Vδ2 T cell cytotoxic responses to malaria are innately mediated and enhanced in second infection (#134)

Nicholas Dooley 1 , Zuleima Pava 1 , Dean Andrew 2 , Teija Frame 2 , Jessica Loughland 1 , Kiana Berry 2 , Damian Oyong 1 , Fabian Rivera 2 , Reena Mukhiya 1 , Julianne Hamelink 1 , Luzia Bukali 2 , Jessica Engel 2 , Rebecca Webster 2 , James McCarthy 3 , Bridget Barber 2 , J. Alejandro Lopez 4 , Christian Engwerda 2 , Michelle Boyle 1
  1. Burnet Institute, Melbourne, VIC, Australia
  2. QIMR Berghofer / Griffith University, Herston, QLD, Australia
  3. The Peter Doherty Institute for Infection and Immunity, University of Melbourne, Melbourne, Victoria, Australia
  4. Griffith University, Brisbane, Queensland, Australia

γδ T cells play critical roles in immunity to Plasmodium falciparum malaria, yet their functional heterogeneity and dynamics during primary and repeated infections remain poorly defined. Through longitudinal single-cell RNA sequencing of γδ T cells in malaria-naive volunteers undergoing controlled human malaria infection (CHMI), we uncovered 14 transcriptionally distinct clusters, revealing subset-specific activation trajectories and functional diversification. During primary infection, Vγ9Vδ2 T cells dominated peripheral responses, expanding into cytotoxic, inflammatory, antigen-presenting-like, and proliferating subsets, marked by upregulated cytotoxicity (GZMB, PRF1), MHC class II genes (HLA-DRA, CD74), and proliferation markers (MKI67, CDK1). Phenotypic validation via flow cytometry confirmed longitudinal activation, proliferation, and expansion of Vδ2 T cells, accompanied by increased cytotoxic protein expression (CD16, CD56, Granzyme B, Granulysin, Perforin, NKG7). Functional assays demonstrated innate cytotoxicity against blood-stage parasites in vitro, independent of Fc-dependent antibody activation.

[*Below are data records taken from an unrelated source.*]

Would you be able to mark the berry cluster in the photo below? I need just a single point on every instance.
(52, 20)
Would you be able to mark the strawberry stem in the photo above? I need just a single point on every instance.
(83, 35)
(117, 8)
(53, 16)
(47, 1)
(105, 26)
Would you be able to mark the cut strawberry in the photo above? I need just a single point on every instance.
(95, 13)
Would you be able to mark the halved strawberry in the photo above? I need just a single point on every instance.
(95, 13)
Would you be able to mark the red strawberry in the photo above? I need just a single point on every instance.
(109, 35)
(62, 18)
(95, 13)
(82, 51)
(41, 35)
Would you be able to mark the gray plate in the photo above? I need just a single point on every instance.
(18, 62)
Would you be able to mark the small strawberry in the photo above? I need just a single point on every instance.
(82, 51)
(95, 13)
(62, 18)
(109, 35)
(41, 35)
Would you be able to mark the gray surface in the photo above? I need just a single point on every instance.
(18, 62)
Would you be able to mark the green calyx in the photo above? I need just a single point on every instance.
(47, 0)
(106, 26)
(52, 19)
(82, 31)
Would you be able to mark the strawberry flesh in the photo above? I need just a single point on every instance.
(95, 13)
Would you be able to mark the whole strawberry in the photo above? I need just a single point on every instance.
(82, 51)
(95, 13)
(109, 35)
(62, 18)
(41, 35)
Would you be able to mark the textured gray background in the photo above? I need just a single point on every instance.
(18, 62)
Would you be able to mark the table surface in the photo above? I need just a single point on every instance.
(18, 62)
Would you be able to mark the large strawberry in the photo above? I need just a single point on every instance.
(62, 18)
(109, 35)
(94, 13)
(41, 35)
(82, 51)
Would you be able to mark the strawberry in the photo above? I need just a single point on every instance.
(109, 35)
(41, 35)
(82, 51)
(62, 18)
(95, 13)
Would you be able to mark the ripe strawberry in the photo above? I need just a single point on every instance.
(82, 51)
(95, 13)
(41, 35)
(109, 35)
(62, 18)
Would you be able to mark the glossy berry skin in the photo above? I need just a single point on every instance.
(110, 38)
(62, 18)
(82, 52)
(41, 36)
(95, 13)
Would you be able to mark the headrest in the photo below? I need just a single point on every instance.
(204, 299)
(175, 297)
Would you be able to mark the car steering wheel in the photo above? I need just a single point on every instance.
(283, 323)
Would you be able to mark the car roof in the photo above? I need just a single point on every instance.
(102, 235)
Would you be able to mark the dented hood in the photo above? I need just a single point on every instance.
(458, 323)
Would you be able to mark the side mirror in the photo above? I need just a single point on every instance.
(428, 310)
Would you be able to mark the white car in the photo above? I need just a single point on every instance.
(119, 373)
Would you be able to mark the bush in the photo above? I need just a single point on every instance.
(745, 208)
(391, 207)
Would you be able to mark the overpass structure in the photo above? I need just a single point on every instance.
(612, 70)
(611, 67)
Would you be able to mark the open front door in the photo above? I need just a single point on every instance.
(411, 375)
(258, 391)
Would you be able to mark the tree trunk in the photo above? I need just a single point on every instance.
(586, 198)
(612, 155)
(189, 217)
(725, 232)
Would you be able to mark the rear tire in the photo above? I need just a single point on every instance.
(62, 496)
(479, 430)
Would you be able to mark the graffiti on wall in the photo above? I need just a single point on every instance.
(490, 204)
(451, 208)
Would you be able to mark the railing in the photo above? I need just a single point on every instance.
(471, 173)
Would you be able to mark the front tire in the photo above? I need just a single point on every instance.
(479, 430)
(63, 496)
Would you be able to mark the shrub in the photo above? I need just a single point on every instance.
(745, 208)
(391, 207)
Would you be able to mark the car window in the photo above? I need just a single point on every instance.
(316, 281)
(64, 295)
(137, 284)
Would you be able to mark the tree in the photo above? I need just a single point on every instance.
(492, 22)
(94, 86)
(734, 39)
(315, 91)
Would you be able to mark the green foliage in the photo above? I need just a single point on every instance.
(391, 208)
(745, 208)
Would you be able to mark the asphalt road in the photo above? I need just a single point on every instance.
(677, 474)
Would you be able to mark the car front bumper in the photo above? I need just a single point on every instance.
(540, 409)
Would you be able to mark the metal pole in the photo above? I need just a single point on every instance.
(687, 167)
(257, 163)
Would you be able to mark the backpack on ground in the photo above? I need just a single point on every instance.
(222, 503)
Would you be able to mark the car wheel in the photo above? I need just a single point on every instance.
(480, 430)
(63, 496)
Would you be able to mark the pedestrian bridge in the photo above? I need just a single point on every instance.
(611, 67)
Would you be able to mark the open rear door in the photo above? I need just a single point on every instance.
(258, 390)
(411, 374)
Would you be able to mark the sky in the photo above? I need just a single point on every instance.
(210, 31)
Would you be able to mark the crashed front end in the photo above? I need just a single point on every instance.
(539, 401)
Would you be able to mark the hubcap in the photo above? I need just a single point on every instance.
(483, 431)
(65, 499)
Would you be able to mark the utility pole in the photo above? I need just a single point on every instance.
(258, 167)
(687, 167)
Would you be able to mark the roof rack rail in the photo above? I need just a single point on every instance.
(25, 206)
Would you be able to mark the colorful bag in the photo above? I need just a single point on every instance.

Despite induction of APC-like Vδ2 T cells by Pf during CHMI and in vitro, these cells failed to enhance naïve CD4+ T cell activation or drive parasite-specific antibody responses in CHMI. Secondary CHMI elicited terminal effector memory (TEMRA) Vδ2 T cells enriched for cytotoxic activation (Granzyme-B, Perforin, CD38), were correlated with monocyte-derived inflammatory mediators (CXCL9, S100A9) and systemic inflammation (elevated ART, CRP, CX3CL1) but not parasite clearance. JAK1/2 inhibition (ruxolitinib) during primary infection transiently suppressed cytotoxic activation but did not impair memory responses upon rechallenge. Notably, our findings provide a high-resolution atlas of γδ T cell responses in malaria, delineating their diverse roles while highlighting subset-specific adaptations during primary and memory immunity. These insights inform strategies to modulate γδ T cell function in malaria immunotherapy and vaccine design.